Kararnamede yer alan kariyerli iki ağır ceza hâkiminin tayin istekleri olmadığı gibi, bunlardan Nimet Demir, yapılan işlemi içine sindiremediğini ve mesleği bırakacağını açıkladı. HSK’nin belirli bir kıstasa dayanmayan tayin ve terfi uygulamalarının başka örnekleri de var. Anayasa’mızda mahkemelerin AYM ve AİHM kararlarına uyacakları açıkça belirtilmesine rağmen verdiği karada ısrar eden, dolaysıyla AYM’yi tanımayan hâkim, taltif edilircesine Yargıtay Üyesi yapılabiliyor. Geçen hafta bir gazetede Kayseri’de Boydakların FETÖ ile ilişkileri sebebiyle el konulan şirketlerine Kayyum yapılan kişinin, şirketi nasıl soyduğu yazıldı. Bu kişinin adı da açıkça yazılarak yönetimindeki şirketin 360 milyon lirasını kendi şirketinin İsviçre’deki hesabına aktardığı, başka usulsüz harcamalar da yaptığı ifade edildi. Böylesine ağır bir suçlamaya karşı Kayyum’un onurlu her insan gibi yargıya başvurup gazeteciden şikâyetçi olması gerekiyordu. Ama günler geçmesine rağmen ne bu kişinin kendini aklama yönünde bir girişimi oldu ne görevi kamunun haklarını korumak, yasaları ihlal edenlerle ilgili hukukun gereğini yapmak olan savcılardan bir işlem başlatıldı.

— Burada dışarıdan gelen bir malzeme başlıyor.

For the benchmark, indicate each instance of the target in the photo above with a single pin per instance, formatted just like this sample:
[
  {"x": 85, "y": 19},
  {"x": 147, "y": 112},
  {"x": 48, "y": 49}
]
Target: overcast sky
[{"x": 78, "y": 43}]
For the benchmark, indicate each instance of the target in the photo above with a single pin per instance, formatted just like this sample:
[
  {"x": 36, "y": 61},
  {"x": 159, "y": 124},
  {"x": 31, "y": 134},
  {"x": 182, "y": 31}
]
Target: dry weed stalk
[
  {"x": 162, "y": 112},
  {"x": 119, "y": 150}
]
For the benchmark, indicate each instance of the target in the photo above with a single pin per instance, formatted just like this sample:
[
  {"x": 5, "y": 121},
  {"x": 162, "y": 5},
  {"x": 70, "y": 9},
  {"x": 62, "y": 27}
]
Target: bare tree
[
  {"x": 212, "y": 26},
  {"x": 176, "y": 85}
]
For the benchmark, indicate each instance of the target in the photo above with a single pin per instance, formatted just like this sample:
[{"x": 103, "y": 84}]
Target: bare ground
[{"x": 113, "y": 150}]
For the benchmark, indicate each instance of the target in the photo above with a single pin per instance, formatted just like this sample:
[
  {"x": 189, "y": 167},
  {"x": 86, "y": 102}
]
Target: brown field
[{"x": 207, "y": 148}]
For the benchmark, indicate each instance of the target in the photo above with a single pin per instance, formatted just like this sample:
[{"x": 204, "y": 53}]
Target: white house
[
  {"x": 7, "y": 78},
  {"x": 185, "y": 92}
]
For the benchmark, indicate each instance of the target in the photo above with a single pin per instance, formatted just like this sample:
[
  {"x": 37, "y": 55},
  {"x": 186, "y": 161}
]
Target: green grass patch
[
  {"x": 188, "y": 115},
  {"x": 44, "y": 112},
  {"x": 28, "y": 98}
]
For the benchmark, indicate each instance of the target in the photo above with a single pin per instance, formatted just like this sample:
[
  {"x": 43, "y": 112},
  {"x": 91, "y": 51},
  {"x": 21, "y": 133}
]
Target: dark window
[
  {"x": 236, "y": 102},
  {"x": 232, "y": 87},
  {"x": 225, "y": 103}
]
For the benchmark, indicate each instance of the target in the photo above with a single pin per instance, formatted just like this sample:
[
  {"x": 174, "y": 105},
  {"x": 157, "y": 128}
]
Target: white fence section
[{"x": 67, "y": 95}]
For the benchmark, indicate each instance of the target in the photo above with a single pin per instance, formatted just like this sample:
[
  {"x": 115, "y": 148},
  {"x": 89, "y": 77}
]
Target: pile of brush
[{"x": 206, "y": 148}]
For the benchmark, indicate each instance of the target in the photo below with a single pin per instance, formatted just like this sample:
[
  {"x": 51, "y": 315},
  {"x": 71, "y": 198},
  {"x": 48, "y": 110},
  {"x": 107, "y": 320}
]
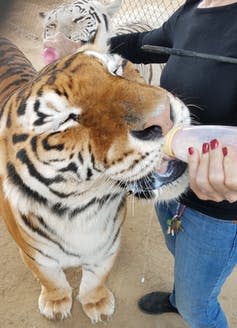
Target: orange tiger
[{"x": 74, "y": 137}]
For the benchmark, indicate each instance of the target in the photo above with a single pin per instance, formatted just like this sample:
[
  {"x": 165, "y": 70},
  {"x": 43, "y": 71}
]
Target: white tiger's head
[{"x": 69, "y": 26}]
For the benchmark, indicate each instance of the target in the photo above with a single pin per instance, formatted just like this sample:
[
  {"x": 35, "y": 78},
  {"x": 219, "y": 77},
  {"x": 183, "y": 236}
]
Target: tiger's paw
[
  {"x": 104, "y": 307},
  {"x": 53, "y": 306}
]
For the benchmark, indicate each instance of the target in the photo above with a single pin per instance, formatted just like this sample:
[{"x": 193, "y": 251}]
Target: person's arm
[
  {"x": 213, "y": 174},
  {"x": 129, "y": 45}
]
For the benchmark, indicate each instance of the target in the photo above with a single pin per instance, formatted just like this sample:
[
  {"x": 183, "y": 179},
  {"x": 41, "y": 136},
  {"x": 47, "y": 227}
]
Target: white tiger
[{"x": 69, "y": 26}]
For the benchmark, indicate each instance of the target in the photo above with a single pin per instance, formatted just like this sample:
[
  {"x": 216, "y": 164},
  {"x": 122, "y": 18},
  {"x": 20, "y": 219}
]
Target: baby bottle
[{"x": 178, "y": 140}]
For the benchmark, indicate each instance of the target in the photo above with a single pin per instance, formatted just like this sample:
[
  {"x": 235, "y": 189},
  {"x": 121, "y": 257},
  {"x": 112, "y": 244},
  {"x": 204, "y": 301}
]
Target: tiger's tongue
[{"x": 163, "y": 167}]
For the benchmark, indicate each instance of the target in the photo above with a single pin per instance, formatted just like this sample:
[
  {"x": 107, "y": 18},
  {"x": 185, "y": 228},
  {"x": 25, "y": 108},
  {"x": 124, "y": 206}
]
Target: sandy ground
[{"x": 143, "y": 252}]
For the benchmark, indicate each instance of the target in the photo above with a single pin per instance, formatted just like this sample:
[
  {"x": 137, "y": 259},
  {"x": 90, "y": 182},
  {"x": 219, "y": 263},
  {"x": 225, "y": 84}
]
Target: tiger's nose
[{"x": 161, "y": 117}]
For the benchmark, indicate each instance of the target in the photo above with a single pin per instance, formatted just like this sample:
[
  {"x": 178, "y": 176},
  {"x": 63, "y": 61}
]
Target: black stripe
[
  {"x": 106, "y": 22},
  {"x": 80, "y": 158},
  {"x": 21, "y": 109},
  {"x": 23, "y": 157},
  {"x": 47, "y": 146},
  {"x": 46, "y": 236},
  {"x": 59, "y": 209},
  {"x": 89, "y": 174},
  {"x": 16, "y": 179},
  {"x": 100, "y": 202}
]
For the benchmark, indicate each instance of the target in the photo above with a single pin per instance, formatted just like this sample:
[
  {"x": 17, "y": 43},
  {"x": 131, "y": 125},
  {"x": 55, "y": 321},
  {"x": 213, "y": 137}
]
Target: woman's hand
[{"x": 213, "y": 173}]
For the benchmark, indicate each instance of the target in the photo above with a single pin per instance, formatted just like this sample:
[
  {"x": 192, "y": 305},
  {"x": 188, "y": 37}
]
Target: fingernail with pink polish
[
  {"x": 214, "y": 144},
  {"x": 205, "y": 148},
  {"x": 190, "y": 150},
  {"x": 225, "y": 151}
]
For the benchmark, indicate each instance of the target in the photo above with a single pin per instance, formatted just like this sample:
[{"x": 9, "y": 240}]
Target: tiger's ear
[
  {"x": 42, "y": 14},
  {"x": 112, "y": 7},
  {"x": 50, "y": 112}
]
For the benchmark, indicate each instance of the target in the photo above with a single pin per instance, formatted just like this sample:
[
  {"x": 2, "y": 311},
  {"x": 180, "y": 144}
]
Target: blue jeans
[{"x": 205, "y": 253}]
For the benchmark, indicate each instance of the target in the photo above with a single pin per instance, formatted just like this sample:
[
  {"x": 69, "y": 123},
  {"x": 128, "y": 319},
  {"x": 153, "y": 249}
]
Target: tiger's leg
[
  {"x": 95, "y": 298},
  {"x": 55, "y": 299}
]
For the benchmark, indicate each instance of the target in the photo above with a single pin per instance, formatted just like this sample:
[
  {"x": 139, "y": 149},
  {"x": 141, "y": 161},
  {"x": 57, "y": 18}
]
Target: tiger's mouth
[{"x": 146, "y": 186}]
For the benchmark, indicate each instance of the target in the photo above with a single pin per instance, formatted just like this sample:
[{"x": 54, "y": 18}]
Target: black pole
[{"x": 188, "y": 53}]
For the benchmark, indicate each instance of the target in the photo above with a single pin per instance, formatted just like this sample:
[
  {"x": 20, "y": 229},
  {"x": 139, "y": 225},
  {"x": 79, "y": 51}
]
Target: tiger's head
[
  {"x": 88, "y": 121},
  {"x": 70, "y": 26}
]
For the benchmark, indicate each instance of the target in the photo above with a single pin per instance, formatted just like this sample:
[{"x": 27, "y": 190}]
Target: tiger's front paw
[
  {"x": 56, "y": 304},
  {"x": 105, "y": 306}
]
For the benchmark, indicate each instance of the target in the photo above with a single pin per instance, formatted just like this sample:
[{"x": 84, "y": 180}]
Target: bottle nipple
[{"x": 168, "y": 142}]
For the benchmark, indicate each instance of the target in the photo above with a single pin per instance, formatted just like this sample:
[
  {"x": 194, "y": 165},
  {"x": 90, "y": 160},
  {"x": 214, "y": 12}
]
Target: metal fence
[
  {"x": 23, "y": 15},
  {"x": 153, "y": 12}
]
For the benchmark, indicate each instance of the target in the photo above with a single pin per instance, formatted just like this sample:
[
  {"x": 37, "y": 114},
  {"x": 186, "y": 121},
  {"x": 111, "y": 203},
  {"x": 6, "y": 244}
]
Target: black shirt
[{"x": 207, "y": 87}]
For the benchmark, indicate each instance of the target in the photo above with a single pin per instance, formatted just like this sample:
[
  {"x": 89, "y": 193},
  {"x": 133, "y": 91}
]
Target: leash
[{"x": 188, "y": 53}]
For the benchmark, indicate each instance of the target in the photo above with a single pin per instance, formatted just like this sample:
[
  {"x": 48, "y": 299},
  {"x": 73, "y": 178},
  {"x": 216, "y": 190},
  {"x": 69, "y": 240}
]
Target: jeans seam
[{"x": 224, "y": 269}]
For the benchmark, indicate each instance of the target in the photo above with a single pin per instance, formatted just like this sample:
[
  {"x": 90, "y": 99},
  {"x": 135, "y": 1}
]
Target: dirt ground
[{"x": 143, "y": 252}]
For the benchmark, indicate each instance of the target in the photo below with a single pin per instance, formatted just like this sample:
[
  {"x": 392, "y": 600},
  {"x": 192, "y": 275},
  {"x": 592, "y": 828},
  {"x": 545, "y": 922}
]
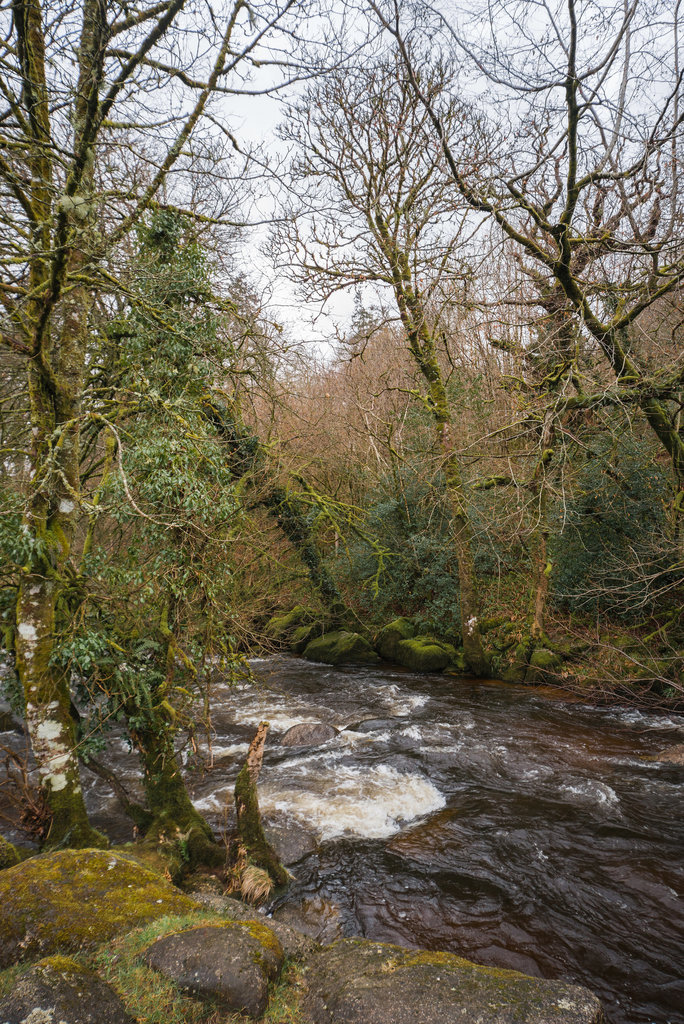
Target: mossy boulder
[
  {"x": 459, "y": 665},
  {"x": 391, "y": 635},
  {"x": 283, "y": 626},
  {"x": 76, "y": 899},
  {"x": 230, "y": 964},
  {"x": 58, "y": 988},
  {"x": 9, "y": 855},
  {"x": 341, "y": 647},
  {"x": 360, "y": 982},
  {"x": 424, "y": 654},
  {"x": 303, "y": 635},
  {"x": 546, "y": 659}
]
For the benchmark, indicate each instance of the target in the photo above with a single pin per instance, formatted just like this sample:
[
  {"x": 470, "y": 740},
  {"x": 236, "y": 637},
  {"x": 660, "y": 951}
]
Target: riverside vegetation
[{"x": 483, "y": 474}]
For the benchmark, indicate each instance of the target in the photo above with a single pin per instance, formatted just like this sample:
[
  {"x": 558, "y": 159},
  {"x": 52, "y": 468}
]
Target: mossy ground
[{"x": 154, "y": 999}]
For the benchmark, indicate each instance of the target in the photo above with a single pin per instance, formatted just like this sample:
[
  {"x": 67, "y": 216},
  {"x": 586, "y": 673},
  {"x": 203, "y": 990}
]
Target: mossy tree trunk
[
  {"x": 248, "y": 458},
  {"x": 175, "y": 824},
  {"x": 55, "y": 375},
  {"x": 250, "y": 830},
  {"x": 423, "y": 349}
]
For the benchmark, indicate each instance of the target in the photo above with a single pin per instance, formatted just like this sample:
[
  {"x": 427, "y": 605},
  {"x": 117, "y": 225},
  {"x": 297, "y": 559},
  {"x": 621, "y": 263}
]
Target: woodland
[{"x": 492, "y": 445}]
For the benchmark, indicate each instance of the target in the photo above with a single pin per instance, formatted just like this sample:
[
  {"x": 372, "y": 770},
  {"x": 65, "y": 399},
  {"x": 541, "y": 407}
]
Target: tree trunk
[{"x": 256, "y": 846}]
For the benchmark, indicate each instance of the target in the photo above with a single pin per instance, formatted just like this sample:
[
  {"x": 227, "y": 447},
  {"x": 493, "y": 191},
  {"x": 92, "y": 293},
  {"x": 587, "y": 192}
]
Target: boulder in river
[
  {"x": 59, "y": 989},
  {"x": 341, "y": 647},
  {"x": 75, "y": 899},
  {"x": 290, "y": 840},
  {"x": 359, "y": 982},
  {"x": 673, "y": 755},
  {"x": 282, "y": 627},
  {"x": 390, "y": 636},
  {"x": 425, "y": 654},
  {"x": 230, "y": 964},
  {"x": 315, "y": 916},
  {"x": 308, "y": 734}
]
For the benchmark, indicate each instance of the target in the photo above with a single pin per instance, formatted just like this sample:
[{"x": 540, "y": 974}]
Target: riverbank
[{"x": 95, "y": 936}]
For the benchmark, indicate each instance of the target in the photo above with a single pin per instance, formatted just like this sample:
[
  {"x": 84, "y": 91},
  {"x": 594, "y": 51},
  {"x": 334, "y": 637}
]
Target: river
[{"x": 510, "y": 827}]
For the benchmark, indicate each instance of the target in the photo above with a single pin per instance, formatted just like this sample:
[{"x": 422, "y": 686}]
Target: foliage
[{"x": 610, "y": 552}]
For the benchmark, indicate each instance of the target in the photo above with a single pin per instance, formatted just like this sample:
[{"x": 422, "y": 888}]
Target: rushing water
[{"x": 485, "y": 819}]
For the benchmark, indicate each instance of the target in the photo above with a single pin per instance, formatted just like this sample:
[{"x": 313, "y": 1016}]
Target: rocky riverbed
[{"x": 97, "y": 937}]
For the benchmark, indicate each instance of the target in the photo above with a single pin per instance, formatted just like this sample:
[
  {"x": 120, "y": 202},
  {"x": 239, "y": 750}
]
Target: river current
[{"x": 512, "y": 828}]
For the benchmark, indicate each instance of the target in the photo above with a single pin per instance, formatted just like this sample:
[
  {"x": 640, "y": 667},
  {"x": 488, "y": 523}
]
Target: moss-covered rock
[
  {"x": 459, "y": 665},
  {"x": 75, "y": 899},
  {"x": 424, "y": 654},
  {"x": 391, "y": 635},
  {"x": 359, "y": 982},
  {"x": 546, "y": 659},
  {"x": 65, "y": 991},
  {"x": 303, "y": 635},
  {"x": 230, "y": 964},
  {"x": 9, "y": 855},
  {"x": 282, "y": 627},
  {"x": 341, "y": 647}
]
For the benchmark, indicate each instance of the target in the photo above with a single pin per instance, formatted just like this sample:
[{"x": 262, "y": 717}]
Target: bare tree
[
  {"x": 584, "y": 175},
  {"x": 376, "y": 208},
  {"x": 80, "y": 85}
]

Hukuki ortam, 19. asırda bir Fransız düşünürün “Kanunlar, büyük sineklerin delip geçtiği küçüklerin takılıp kaldıkları bir örümcek ağıdır.” ifadesini doğrular hâle gelirse toplumsal düzen altüst olur. İnsanlık tarihi, adaletin olmadığı, haklının hakkının korunmadığı, hukuki güvencenin bulunmadığı toplumların trajik akıbetiyle ilgili sayısız örneklerle doludur. Hukuk devletinde, demokrasilerde siyasal görüşü ne olursa olsun her yurttaş yasalar karşısında eşittir; siyasal, dinî, mezhebî ayrımcılık yapılmaz. Düzen, “kuvvetler ayrılığı” ilkesine uygun şekilde işler. Yargı bağımsız ve tarafsızdır; yargıçlar ve savcılar coğrafi güvenceye sahip olduklarında, tayin ve terfileri belirli kurallara göre yapıldığından yasaları dış etkilerden uzak kalarak özgürce uygularlar; kamu harcamalarında denetim ve şeffaflık bulunduğundan, kaynakların nerelere harcandığını bir kişi yahut belirli bir grup değil herkes görebilir. Hedefimiz çağdaşlaşmak, gelişmekte olan ülke kategorisinden çıkarak her alanda gelişmiş ülkeler düzeyine yükselmekse bunun nasıl gerçekleşeceğinin kuralları, yöntemleri bellidir. Bunları esas almak yerine şahsi düşüncelerimize, duygularımıza göre “heterodoks” tercihler yapmaya, nehri tersine akıtmaya çalışırsak imkânlarımızı, enerjimizi boş yere tüketmekle kalırız. Gerçekçi bir durum değerlendirilmesi yapıldığında, eğitimden dış politikaya, ekonomiden hukuk ve yargıya kadar her alanda yaşanan sıkıntıların temelinde bu tarz yanlış tercihlerin olduğu görülür.